Building mlpack From Source

Introduction

This document discusses how to build mlpack from source. These build directions will work for any Linux-like shell environment (for example Ubuntu, macOS, FreeBSD etc). However, mlpack is in the repositories of many Linux distributions and so it may be easier to use the package manager for your system. For example, on Ubuntu, you can install the mlpack library and command-line executables (e.g. mlpack_pca, mlpack_kmeans, etc.) with the following command:

$ sudo apt-get install libmlpack-dev mlpack-bin

On Fedora or Red Hat(EPEL):

$ sudo dnf install mlpack-devel mlpack-bin

For installing only the header files and library for building C++ applications on top of mlpack, one could use:

$ sudo apt-get install libmlpack-dev
Note
Older Ubuntu versions may not have the most recent version of mlpack available—for instance, at the time of this writing, Ubuntu 16.04 only has mlpack 2.0.1 available. Options include upgrading Ubuntu to a newer release, finding a PPA or other non-official sources, or installing with a manual build (below).

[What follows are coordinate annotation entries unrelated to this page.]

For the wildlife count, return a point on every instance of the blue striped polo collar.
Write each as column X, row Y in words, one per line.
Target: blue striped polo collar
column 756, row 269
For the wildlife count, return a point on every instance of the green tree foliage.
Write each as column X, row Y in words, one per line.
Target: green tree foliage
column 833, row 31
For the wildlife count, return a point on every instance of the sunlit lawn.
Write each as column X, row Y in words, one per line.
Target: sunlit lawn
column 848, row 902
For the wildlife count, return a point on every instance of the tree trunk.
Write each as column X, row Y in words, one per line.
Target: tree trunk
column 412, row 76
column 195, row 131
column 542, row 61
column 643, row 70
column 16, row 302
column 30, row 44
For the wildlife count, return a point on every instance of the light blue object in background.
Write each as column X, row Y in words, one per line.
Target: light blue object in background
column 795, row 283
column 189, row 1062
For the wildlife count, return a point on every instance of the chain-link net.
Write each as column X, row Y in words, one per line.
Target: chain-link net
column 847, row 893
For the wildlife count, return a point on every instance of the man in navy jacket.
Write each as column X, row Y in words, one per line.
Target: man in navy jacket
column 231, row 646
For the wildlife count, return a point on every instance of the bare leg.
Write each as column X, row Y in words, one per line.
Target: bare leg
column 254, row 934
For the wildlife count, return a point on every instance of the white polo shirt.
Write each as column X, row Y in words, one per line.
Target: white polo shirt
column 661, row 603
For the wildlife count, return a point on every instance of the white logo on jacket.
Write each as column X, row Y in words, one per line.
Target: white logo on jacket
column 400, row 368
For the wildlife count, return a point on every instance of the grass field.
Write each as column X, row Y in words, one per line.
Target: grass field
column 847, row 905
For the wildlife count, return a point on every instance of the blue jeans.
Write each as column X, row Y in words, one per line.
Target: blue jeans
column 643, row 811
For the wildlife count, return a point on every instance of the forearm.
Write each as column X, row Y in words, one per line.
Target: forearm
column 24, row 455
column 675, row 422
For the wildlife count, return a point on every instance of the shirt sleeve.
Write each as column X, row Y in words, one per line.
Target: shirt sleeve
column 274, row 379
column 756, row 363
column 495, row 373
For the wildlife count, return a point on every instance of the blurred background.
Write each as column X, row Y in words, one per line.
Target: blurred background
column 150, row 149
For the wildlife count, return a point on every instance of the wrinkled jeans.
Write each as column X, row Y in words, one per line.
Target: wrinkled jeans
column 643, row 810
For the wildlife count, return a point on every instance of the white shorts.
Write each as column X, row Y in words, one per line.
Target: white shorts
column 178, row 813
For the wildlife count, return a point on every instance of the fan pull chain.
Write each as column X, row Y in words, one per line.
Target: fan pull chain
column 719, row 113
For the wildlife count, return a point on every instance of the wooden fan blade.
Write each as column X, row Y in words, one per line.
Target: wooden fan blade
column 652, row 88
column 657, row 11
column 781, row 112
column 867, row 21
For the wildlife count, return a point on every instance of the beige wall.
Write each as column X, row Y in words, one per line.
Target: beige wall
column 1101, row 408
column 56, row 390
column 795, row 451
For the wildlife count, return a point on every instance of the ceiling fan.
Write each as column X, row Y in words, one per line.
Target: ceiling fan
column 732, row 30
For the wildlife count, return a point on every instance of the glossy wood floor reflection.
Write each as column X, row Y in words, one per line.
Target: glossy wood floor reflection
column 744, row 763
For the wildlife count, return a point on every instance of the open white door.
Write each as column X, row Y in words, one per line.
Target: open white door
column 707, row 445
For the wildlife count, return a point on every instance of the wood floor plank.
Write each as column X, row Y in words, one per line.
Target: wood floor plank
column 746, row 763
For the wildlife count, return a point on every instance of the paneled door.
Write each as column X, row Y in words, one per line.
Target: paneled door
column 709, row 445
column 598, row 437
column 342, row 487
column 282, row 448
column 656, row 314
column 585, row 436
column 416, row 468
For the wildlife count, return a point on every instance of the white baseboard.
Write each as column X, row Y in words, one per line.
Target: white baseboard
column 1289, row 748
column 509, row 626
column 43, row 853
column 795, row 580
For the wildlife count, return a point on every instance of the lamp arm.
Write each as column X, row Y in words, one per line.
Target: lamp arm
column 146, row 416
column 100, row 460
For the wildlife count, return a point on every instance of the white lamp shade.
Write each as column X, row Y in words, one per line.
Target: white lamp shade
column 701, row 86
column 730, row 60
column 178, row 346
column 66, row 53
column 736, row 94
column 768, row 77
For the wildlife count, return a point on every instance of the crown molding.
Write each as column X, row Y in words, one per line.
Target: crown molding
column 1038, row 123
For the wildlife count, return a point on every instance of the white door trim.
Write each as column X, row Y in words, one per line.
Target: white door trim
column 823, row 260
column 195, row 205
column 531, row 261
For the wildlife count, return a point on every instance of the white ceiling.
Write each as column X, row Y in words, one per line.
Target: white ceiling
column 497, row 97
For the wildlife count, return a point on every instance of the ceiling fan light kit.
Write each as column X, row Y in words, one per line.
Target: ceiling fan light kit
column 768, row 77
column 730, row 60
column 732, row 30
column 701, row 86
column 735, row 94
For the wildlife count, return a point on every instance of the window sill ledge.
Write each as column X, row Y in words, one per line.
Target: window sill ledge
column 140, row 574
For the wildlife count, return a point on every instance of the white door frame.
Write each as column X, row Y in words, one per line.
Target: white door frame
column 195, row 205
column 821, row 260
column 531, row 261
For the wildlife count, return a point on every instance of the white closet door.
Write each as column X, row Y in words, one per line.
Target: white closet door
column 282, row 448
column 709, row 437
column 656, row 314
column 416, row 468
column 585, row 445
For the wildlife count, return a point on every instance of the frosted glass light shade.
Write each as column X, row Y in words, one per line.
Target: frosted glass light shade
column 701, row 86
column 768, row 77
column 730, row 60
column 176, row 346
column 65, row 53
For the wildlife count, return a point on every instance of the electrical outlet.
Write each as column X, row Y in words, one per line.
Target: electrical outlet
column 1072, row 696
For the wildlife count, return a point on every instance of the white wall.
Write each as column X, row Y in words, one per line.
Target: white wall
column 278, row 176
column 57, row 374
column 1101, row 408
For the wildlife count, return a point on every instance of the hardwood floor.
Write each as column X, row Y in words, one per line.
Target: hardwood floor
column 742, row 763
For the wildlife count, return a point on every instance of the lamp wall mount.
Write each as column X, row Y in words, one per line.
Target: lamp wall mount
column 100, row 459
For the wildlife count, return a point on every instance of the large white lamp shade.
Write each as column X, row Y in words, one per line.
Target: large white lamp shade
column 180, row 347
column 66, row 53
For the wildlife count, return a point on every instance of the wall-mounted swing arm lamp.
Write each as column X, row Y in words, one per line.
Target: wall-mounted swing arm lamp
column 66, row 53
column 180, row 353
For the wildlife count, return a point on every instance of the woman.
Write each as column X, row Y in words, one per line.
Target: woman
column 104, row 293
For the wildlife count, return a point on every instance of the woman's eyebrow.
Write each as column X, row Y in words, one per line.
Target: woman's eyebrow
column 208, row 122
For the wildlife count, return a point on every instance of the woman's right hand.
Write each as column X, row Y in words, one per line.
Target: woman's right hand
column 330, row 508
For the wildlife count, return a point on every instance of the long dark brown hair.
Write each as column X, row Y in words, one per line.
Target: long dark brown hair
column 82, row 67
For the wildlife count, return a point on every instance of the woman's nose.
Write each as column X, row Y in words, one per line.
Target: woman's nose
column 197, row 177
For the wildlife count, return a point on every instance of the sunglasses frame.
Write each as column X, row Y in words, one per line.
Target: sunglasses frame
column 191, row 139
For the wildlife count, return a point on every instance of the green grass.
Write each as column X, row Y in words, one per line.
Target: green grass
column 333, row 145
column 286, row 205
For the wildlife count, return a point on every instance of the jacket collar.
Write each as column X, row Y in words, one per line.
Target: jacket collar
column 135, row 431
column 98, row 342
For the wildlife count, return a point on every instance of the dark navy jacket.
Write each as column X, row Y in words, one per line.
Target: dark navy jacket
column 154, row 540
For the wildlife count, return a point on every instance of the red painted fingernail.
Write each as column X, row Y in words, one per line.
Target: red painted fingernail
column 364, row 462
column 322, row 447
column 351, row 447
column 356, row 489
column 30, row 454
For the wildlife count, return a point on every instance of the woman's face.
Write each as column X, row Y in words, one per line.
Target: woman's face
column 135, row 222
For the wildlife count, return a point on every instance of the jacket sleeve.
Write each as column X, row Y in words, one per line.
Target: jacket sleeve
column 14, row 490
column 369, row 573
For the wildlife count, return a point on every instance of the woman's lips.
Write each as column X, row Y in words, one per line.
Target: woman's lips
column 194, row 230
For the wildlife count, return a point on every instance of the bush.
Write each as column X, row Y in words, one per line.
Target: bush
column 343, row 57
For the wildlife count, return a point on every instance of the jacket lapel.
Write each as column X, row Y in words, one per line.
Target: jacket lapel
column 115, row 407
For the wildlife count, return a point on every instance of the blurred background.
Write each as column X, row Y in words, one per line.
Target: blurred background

If mlpack is not available in your system's package manager, then you can follow this document for how to compile and install mlpack from source.

mlpack uses CMake as a build system and allows several flexible build configuration options. One can consult any of numerous CMake tutorials for further documentation, but this tutorial should be enough to get mlpack built and installed on most Linux and UNIX-like systems (including OS X). If you want to build mlpack on Windows, see Building mlpack From Source on Windows (alternatively, you can read Keon's excellent tutorial which is based on older versions).

You can download the latest mlpack release from here: mlpack-3.4.2

Simple Linux build instructions

Assuming all dependencies are installed in the system, you can run the commands below directly to build and install mlpack.

$ wget https://www.mlpack.org/files/mlpack-3.4.2.tar.gz
$ tar -xvzpf mlpack-3.4.2.tar.gz
$ mkdir mlpack-3.4.2/build && cd mlpack-3.4.2/build
$ cmake ../
$ make -j4 # The -j is the number of cores you want to use for a build.
$ sudo make install

If the cmake .. command fails, you are probably missing a dependency, so check the output and install any necessary libraries. (See Dependencies of mlpack.)

Note
If you are using RHEL7/CentOS 7, the default version of gcc is too old. One solution is to use devtoolset-8; more information is available at https://www.softwarecollections.org/en/scls/rhscl/devtoolset-8/ .

On many Linux systems, mlpack will install by default to /usr/local/lib and you may need to set the LD_LIBRARY_PATH environment variable:

export LD_LIBRARY_PATH=/usr/local/lib

The instructions above are the simplest way to get, build, and install mlpack. The sections below discuss each of those steps in further detail and show how to configure mlpack.

Creating Build Directory

First we should unpack the mlpack source and create a build directory.

$ tar -xvzpf mlpack-3.4.2.tar.gz
$ cd mlpack-3.4.2
$ mkdir build

The directory can have any name, not just 'build', but 'build' is sufficient.

Dependencies of mlpack

mlpack depends on the following libraries, which need to be installed on the system and have headers present:

  • Armadillo >= 9.800 (with LAPACK support)
  • Boost (math_c99, spirit) >= 1.58
  • cereal >= 1.1.2
  • ensmallen >= 2.10.0 (will be downloaded if not found)

In addition, mlpack has the following optional dependencies:

  • STB: this will allow loading of images; the library is downloaded if not found and the CMake variable DOWNLOAD_STB_IMAGE is set to ON (the default)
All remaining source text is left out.